La presenza di vissuti ansiosi nel bambino molto spesso finisce con l’avere importanti ripercussioni sull’intero sistema familiare. Quello che frequentemente si osserva nella pratica clinica è che, in maniera comprensibilmente protettiva e accudente (nessuno vuole vedere il proprio figlio stare male o in difficoltà!), si tendano ad attivare delle condotte evitanti, atte a preservare il bambino da tutte quelle situazioni che potrebbero elicitare in lui una risposta ansiosa. Quando il bambino evita una situazione che gli crea ansia, tale comportamento è rinforzato da una temporanea riduzione della paura. Questo meccanismo però rischia di agire come un boomerang, in quanto finisce con il confermargli come alcune situazioni siano pericolose e vadano evitate. Quindi, una prima cosa da fare, per il genitore, è provare a trovare un’integrazione tollerabile per sé, tra il proprio bisogno di accudire e proteggere il figlio e quello di accompagnarlo un po’ più in là, rispetto all’asticella delle sue paure.

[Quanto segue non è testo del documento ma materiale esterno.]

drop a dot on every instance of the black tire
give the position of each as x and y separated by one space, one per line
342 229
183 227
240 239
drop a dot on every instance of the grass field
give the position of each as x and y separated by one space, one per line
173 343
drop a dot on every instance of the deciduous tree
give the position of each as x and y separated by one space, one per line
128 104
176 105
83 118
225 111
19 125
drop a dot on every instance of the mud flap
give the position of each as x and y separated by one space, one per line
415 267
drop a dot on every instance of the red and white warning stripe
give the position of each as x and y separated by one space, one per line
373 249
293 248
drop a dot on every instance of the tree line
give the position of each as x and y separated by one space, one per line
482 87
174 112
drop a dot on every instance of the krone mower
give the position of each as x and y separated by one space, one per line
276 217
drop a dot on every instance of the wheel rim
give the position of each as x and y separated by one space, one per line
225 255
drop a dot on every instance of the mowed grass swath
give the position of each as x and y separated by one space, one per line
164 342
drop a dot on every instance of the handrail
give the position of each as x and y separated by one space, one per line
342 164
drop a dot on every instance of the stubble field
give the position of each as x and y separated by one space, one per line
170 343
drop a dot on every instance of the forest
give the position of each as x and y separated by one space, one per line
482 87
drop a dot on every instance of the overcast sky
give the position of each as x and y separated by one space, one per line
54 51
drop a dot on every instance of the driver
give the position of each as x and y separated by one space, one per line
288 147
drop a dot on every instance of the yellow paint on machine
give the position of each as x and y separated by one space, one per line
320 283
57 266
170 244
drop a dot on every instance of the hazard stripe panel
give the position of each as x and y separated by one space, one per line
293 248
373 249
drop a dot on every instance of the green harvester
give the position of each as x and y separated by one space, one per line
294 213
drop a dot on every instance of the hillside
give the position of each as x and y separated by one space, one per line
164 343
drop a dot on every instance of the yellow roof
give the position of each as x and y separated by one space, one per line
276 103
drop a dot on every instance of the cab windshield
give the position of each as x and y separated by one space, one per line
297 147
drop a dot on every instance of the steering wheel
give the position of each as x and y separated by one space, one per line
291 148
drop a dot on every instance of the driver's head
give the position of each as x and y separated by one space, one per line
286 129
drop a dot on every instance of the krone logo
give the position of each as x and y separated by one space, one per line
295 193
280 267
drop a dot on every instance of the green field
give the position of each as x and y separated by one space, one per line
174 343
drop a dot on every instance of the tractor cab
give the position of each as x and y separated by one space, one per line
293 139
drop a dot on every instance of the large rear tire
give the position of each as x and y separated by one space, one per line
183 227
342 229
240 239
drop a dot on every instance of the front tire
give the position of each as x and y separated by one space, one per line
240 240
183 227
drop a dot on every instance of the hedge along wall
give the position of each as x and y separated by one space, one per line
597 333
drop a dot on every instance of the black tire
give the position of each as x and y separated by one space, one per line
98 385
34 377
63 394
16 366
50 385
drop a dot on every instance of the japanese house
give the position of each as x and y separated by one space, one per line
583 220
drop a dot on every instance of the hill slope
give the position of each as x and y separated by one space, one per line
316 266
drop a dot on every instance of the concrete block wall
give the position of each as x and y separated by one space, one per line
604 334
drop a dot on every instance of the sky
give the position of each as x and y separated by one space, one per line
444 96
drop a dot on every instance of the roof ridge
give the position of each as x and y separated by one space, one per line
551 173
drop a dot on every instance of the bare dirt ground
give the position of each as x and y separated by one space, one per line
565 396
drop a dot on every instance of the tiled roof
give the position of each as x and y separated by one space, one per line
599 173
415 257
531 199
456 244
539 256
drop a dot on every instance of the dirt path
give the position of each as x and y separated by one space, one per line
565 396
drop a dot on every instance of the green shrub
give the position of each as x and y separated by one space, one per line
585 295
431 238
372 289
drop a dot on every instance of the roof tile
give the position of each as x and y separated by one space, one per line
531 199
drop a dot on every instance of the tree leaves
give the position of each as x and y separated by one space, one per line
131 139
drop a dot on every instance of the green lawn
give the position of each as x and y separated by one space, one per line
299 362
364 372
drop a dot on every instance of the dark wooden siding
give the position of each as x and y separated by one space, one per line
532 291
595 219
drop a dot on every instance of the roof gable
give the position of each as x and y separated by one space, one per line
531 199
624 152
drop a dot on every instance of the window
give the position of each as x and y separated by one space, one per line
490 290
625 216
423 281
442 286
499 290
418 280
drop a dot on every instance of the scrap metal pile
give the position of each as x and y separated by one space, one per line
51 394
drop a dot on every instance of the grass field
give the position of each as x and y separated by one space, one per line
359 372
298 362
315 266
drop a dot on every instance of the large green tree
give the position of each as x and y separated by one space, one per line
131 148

Inoltre, ogni genitore di un bambino ansioso avrà sperimentato personalmente come sia facile ricorrere a delle rassicurazioni, del tipo “non c’è niente di cui aver paura”, oppure “vedrai che andrà tutto bene”, e si sarà anche reso conto come rassicurazioni di questo tipo risultino inefficaci. Questo avviene perché durante un episodio ansioso la parte del cervello più emotiva, quindi automatica, assume il controllo mentre quella più razionale, che sarebbe in grado di beneficiare della rassicurazione, viene temporaneamente messa in “stand-by”. In altre parole, cercare di razionalizzare evidenziando l’assenza di rischi non è certamente risolutivo in quel momento. Sarebbe invece più utile fare dei respiri profondi e restituire al bambino che si comprende la sua emozione, che si è in grado di accoglierla. Poi, in un secondo momento, quando sarà più calmo aiutarlo ad esprimersi, a portare alla luce le sue preoccupazioni, anche attraverso dei giochi da fare insieme, ad esempio costruire una scatola delle paure e metterci dentro le varie cose, oppure ancora personificare l’ansia, con un oggetto, un disegno e parlare con lei.

Teniamo sempre a mente che l’obiettivo non è eliminare il vissuto ansioso che – ricordiamolo – è anche utile, è un segnale che ci mette in allerta e ci aiuta a proteggerci, ma imparare a conviverci e fornire al bambino gli strumenti per gestirlo in modo che non sia un limite che ne impedisca l’evoluzione.

Se sentiamo di non farcela da soli, la terapia familiare con il bambino che presenta sintomi ansiosi è un valido strumento per far fronte alla situazione.